Andri Färber, Leiter des Instituts für Wirtschaftsinformatik

Den Zeitraum zwischen zwei Konsultationen soll die App überbrücken, indem sie die Umsetzung von Therapiezielen begleitet und misst. Das können sowohl objektive Messgrössen wie die Zahl der zurückgelegten Schritte oder Glukosewerte sein – aber auch subjektive Einschätzungen, über die sich die Patienten mit dem digitalen Assistenten austauschen können. Alle Daten fliessen zurück an die Ärztin beziehungsweise in den medizinischen Workflow. Ebenso können Fragen, die sonst gerne vergessen gehen, jederzeit im Chat notiert und übermittelt werden. Die Ärztin kann auf diese Weise frühzeitig eine Erläuterung für die nächste Konsultation einplanen, allenfalls auch mit Hilfe von Grafiken oder Videos. Wichtig sei zudem, dass die App individuelle Unterschiede der Patienten berücksichtige, sagt Färber. «Es bringt nichts, eine Person jeden Tag frühmorgens zu einem Spaziergang aufzufordern, wenn sie sich viel lieber am Nachmittag bewegt.»

Besser und personalisiert

Christoph Baumann erhofft sich, dass dank der Auswertung grosser Mengen von Gesundheitsdaten Krankheiten wie Adipositas, Diabetes oder Bluthochdruck auf lange Sicht besser behandelt werden können, aber auch die medizinische Versorgung stärker personalisiert werden kann.

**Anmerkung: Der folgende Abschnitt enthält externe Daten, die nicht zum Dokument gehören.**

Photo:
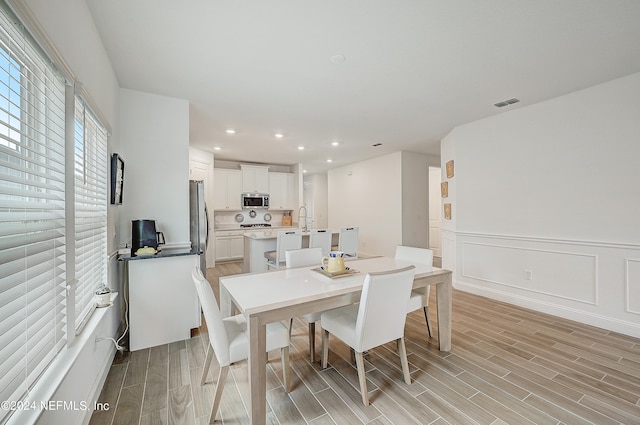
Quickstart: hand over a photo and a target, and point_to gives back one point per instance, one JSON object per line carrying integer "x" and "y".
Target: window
{"x": 40, "y": 228}
{"x": 90, "y": 172}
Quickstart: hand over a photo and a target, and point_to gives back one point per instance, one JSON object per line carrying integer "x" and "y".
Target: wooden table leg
{"x": 257, "y": 371}
{"x": 444, "y": 297}
{"x": 225, "y": 302}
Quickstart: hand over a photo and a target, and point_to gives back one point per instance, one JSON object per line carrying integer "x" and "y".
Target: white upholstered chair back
{"x": 383, "y": 313}
{"x": 320, "y": 238}
{"x": 419, "y": 297}
{"x": 303, "y": 257}
{"x": 415, "y": 255}
{"x": 212, "y": 316}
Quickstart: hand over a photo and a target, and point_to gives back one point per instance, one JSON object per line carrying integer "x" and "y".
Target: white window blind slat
{"x": 90, "y": 162}
{"x": 32, "y": 211}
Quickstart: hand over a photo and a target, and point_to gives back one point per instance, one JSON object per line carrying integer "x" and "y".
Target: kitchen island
{"x": 163, "y": 305}
{"x": 256, "y": 243}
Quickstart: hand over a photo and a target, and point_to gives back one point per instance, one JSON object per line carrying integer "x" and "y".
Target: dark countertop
{"x": 164, "y": 253}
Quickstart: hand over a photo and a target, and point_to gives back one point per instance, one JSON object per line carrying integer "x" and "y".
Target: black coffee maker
{"x": 144, "y": 234}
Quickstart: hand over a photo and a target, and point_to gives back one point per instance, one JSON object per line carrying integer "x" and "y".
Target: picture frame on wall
{"x": 449, "y": 167}
{"x": 447, "y": 211}
{"x": 117, "y": 179}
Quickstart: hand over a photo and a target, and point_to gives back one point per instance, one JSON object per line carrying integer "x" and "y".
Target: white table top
{"x": 272, "y": 233}
{"x": 253, "y": 293}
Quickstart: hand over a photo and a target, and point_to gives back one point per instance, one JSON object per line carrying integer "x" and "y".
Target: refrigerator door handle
{"x": 206, "y": 217}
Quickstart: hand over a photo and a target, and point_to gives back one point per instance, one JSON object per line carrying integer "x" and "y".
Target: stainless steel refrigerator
{"x": 199, "y": 219}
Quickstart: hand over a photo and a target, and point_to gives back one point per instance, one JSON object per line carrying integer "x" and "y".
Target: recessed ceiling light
{"x": 506, "y": 102}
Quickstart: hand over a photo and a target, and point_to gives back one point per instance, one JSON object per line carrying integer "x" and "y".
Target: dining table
{"x": 282, "y": 294}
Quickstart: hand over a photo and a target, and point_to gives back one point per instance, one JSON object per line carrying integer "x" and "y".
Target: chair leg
{"x": 207, "y": 365}
{"x": 312, "y": 342}
{"x": 286, "y": 375}
{"x": 402, "y": 352}
{"x": 426, "y": 316}
{"x": 222, "y": 379}
{"x": 325, "y": 348}
{"x": 362, "y": 378}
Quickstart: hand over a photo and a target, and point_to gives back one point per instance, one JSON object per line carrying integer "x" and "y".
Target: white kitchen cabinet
{"x": 229, "y": 244}
{"x": 255, "y": 178}
{"x": 227, "y": 189}
{"x": 281, "y": 191}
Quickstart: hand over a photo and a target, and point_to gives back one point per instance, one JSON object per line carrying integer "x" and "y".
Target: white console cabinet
{"x": 163, "y": 304}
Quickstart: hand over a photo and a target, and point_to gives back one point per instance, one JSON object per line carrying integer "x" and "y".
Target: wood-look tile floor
{"x": 507, "y": 365}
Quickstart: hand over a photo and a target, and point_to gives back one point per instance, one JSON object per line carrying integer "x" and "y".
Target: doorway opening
{"x": 435, "y": 215}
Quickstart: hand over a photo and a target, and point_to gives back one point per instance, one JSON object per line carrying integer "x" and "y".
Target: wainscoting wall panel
{"x": 593, "y": 282}
{"x": 570, "y": 275}
{"x": 632, "y": 285}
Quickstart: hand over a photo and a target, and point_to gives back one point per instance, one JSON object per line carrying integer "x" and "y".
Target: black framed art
{"x": 117, "y": 178}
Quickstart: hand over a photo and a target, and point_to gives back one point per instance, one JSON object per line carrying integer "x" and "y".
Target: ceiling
{"x": 412, "y": 70}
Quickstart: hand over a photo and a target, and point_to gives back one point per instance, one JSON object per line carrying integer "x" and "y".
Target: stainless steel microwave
{"x": 255, "y": 200}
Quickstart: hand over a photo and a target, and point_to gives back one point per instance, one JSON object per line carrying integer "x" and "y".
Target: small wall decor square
{"x": 444, "y": 189}
{"x": 450, "y": 169}
{"x": 447, "y": 211}
{"x": 117, "y": 179}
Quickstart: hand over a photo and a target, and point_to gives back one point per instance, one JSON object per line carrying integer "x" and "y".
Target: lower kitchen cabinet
{"x": 229, "y": 245}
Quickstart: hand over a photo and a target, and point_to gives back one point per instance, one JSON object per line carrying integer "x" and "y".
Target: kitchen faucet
{"x": 304, "y": 228}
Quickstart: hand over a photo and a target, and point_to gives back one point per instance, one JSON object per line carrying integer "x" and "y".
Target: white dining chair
{"x": 303, "y": 258}
{"x": 320, "y": 238}
{"x": 285, "y": 240}
{"x": 378, "y": 319}
{"x": 348, "y": 241}
{"x": 419, "y": 298}
{"x": 229, "y": 341}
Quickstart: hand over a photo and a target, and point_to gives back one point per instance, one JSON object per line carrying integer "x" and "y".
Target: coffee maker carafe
{"x": 144, "y": 235}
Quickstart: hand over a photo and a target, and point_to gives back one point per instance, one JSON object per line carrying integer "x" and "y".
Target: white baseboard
{"x": 615, "y": 325}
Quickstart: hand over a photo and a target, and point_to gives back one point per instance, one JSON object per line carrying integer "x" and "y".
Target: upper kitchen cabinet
{"x": 281, "y": 191}
{"x": 255, "y": 179}
{"x": 227, "y": 187}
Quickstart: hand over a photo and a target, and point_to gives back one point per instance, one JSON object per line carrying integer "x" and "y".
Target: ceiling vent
{"x": 507, "y": 102}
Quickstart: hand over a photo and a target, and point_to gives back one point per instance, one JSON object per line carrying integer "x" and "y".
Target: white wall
{"x": 552, "y": 189}
{"x": 415, "y": 200}
{"x": 315, "y": 199}
{"x": 368, "y": 194}
{"x": 154, "y": 132}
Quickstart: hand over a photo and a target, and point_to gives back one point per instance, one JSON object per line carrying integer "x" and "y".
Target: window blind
{"x": 90, "y": 165}
{"x": 32, "y": 212}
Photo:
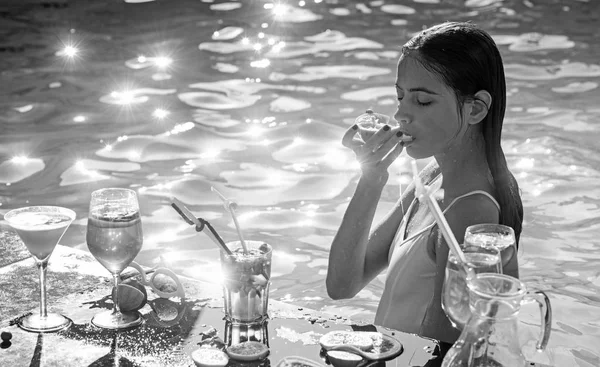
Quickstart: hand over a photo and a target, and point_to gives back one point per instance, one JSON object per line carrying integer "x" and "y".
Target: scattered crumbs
{"x": 307, "y": 338}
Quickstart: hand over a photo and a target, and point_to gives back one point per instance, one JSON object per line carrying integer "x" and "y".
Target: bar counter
{"x": 79, "y": 287}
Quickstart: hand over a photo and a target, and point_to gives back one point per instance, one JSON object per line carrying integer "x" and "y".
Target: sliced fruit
{"x": 248, "y": 351}
{"x": 132, "y": 295}
{"x": 358, "y": 339}
{"x": 210, "y": 357}
{"x": 343, "y": 359}
{"x": 297, "y": 361}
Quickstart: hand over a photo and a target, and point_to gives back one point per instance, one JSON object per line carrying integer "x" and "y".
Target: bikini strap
{"x": 423, "y": 230}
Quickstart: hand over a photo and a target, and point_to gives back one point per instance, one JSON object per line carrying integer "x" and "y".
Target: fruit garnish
{"x": 297, "y": 361}
{"x": 248, "y": 351}
{"x": 210, "y": 357}
{"x": 132, "y": 295}
{"x": 382, "y": 347}
{"x": 343, "y": 359}
{"x": 358, "y": 339}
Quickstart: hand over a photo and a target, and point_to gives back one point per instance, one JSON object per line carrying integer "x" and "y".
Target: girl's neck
{"x": 464, "y": 168}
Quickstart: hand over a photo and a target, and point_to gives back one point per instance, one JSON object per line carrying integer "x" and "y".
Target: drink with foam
{"x": 40, "y": 227}
{"x": 246, "y": 281}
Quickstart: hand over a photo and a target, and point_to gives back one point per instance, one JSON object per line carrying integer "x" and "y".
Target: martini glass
{"x": 114, "y": 237}
{"x": 40, "y": 229}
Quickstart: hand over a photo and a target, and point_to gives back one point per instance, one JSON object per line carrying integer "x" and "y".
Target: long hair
{"x": 467, "y": 59}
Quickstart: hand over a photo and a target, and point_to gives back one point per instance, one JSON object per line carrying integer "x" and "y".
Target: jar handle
{"x": 546, "y": 316}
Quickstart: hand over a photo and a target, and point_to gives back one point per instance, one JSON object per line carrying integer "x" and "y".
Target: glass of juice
{"x": 114, "y": 236}
{"x": 455, "y": 294}
{"x": 246, "y": 281}
{"x": 40, "y": 229}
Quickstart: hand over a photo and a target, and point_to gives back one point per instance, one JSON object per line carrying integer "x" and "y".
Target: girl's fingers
{"x": 391, "y": 157}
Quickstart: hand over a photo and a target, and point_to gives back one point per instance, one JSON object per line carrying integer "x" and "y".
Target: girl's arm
{"x": 358, "y": 255}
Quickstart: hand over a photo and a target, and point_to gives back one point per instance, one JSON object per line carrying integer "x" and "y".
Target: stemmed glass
{"x": 40, "y": 229}
{"x": 455, "y": 294}
{"x": 114, "y": 237}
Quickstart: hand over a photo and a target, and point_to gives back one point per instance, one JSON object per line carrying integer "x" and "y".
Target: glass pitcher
{"x": 490, "y": 338}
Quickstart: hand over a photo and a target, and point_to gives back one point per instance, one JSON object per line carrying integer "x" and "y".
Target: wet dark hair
{"x": 467, "y": 60}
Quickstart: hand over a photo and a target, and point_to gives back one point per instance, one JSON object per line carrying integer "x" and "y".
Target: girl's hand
{"x": 378, "y": 152}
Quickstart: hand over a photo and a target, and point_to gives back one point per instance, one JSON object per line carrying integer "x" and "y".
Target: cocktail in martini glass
{"x": 40, "y": 229}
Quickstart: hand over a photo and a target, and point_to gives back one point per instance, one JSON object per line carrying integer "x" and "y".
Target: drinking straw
{"x": 200, "y": 223}
{"x": 230, "y": 206}
{"x": 423, "y": 194}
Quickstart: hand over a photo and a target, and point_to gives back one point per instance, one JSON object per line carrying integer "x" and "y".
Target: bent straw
{"x": 191, "y": 219}
{"x": 423, "y": 193}
{"x": 230, "y": 206}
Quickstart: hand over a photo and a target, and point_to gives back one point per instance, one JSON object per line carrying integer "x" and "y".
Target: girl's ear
{"x": 479, "y": 107}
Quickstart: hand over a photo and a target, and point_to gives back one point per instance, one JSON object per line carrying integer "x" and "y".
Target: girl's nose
{"x": 402, "y": 117}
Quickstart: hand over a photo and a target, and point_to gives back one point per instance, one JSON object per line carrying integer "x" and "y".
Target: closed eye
{"x": 427, "y": 103}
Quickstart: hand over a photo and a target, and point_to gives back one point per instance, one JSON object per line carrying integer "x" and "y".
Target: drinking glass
{"x": 40, "y": 229}
{"x": 246, "y": 281}
{"x": 498, "y": 236}
{"x": 114, "y": 237}
{"x": 455, "y": 294}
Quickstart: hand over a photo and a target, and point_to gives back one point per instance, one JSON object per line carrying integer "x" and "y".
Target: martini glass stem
{"x": 116, "y": 308}
{"x": 42, "y": 265}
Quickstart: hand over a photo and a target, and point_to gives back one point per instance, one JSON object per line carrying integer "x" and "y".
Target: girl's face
{"x": 427, "y": 110}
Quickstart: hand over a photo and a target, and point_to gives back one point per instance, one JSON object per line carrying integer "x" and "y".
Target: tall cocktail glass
{"x": 40, "y": 229}
{"x": 114, "y": 237}
{"x": 246, "y": 281}
{"x": 455, "y": 294}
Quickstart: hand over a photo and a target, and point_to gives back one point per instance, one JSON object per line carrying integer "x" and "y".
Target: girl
{"x": 451, "y": 94}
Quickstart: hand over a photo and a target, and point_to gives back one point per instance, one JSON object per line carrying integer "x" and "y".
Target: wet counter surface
{"x": 79, "y": 288}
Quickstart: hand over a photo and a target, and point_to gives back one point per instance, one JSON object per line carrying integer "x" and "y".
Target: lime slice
{"x": 298, "y": 361}
{"x": 339, "y": 358}
{"x": 340, "y": 337}
{"x": 210, "y": 357}
{"x": 248, "y": 351}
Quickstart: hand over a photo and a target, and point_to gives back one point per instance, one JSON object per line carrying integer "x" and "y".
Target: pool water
{"x": 172, "y": 97}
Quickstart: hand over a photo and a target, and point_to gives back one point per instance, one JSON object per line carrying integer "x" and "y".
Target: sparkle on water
{"x": 252, "y": 97}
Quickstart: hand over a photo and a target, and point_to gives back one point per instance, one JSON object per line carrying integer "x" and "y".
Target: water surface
{"x": 171, "y": 98}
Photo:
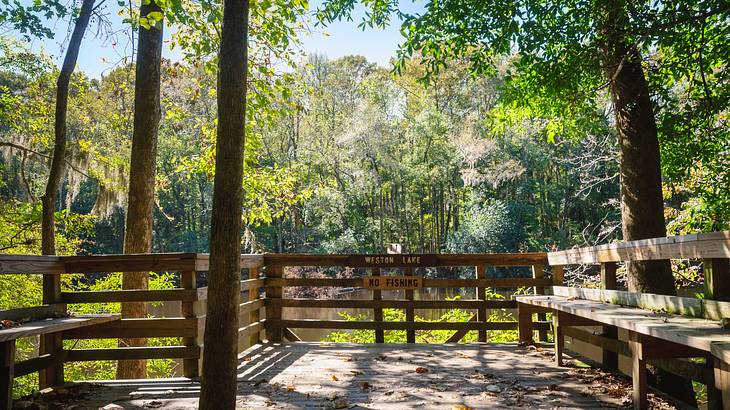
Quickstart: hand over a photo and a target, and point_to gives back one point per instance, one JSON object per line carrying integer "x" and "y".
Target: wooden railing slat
{"x": 111, "y": 296}
{"x": 427, "y": 282}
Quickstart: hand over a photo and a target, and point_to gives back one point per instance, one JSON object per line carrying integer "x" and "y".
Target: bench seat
{"x": 697, "y": 333}
{"x": 55, "y": 325}
{"x": 652, "y": 334}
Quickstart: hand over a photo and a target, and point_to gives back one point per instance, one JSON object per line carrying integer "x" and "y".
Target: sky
{"x": 101, "y": 53}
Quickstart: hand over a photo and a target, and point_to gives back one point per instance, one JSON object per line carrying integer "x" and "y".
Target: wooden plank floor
{"x": 323, "y": 375}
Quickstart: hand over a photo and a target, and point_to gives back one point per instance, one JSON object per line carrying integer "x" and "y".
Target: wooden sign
{"x": 392, "y": 282}
{"x": 392, "y": 261}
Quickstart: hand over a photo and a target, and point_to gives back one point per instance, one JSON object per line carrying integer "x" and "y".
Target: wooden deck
{"x": 322, "y": 375}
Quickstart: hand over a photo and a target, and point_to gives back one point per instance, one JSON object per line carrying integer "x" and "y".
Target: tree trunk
{"x": 221, "y": 326}
{"x": 642, "y": 208}
{"x": 48, "y": 201}
{"x": 138, "y": 229}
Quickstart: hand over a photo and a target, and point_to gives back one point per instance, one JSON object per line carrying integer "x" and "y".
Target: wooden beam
{"x": 273, "y": 312}
{"x": 538, "y": 272}
{"x": 494, "y": 259}
{"x": 137, "y": 327}
{"x": 609, "y": 359}
{"x": 524, "y": 318}
{"x": 346, "y": 324}
{"x": 410, "y": 312}
{"x": 638, "y": 372}
{"x": 481, "y": 274}
{"x": 459, "y": 334}
{"x": 253, "y": 296}
{"x": 188, "y": 281}
{"x": 112, "y": 296}
{"x": 378, "y": 311}
{"x": 291, "y": 336}
{"x": 10, "y": 264}
{"x": 7, "y": 367}
{"x": 153, "y": 262}
{"x": 33, "y": 313}
{"x": 427, "y": 282}
{"x": 394, "y": 304}
{"x": 134, "y": 353}
{"x": 717, "y": 278}
{"x": 698, "y": 246}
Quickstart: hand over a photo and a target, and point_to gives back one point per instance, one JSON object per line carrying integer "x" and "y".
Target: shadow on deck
{"x": 324, "y": 375}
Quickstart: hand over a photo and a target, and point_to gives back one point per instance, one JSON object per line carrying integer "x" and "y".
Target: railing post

«Was uns an den vielen Vorgesprächen zum Projekt am meisten überrascht hat, ist die grosse Offenheit von Ärzten wie Patienten gegenüber digitalen Lösungen», erzählt Färber. «Das gilt auch für ältere Interviewte.» Trotzdem ist klar: Eine App kann den ärztlichen Dialog ergänzen und unterstützen, ersetzen kann sie ihn nicht. «Nicht einfach, weil wir eine gute Beziehung zwischen Ärztin und Patient eine nette Sache finden», sagt Färber. «Das Vertrauensverhältnis bleibt matchentscheidend für den Therapieerfolg.»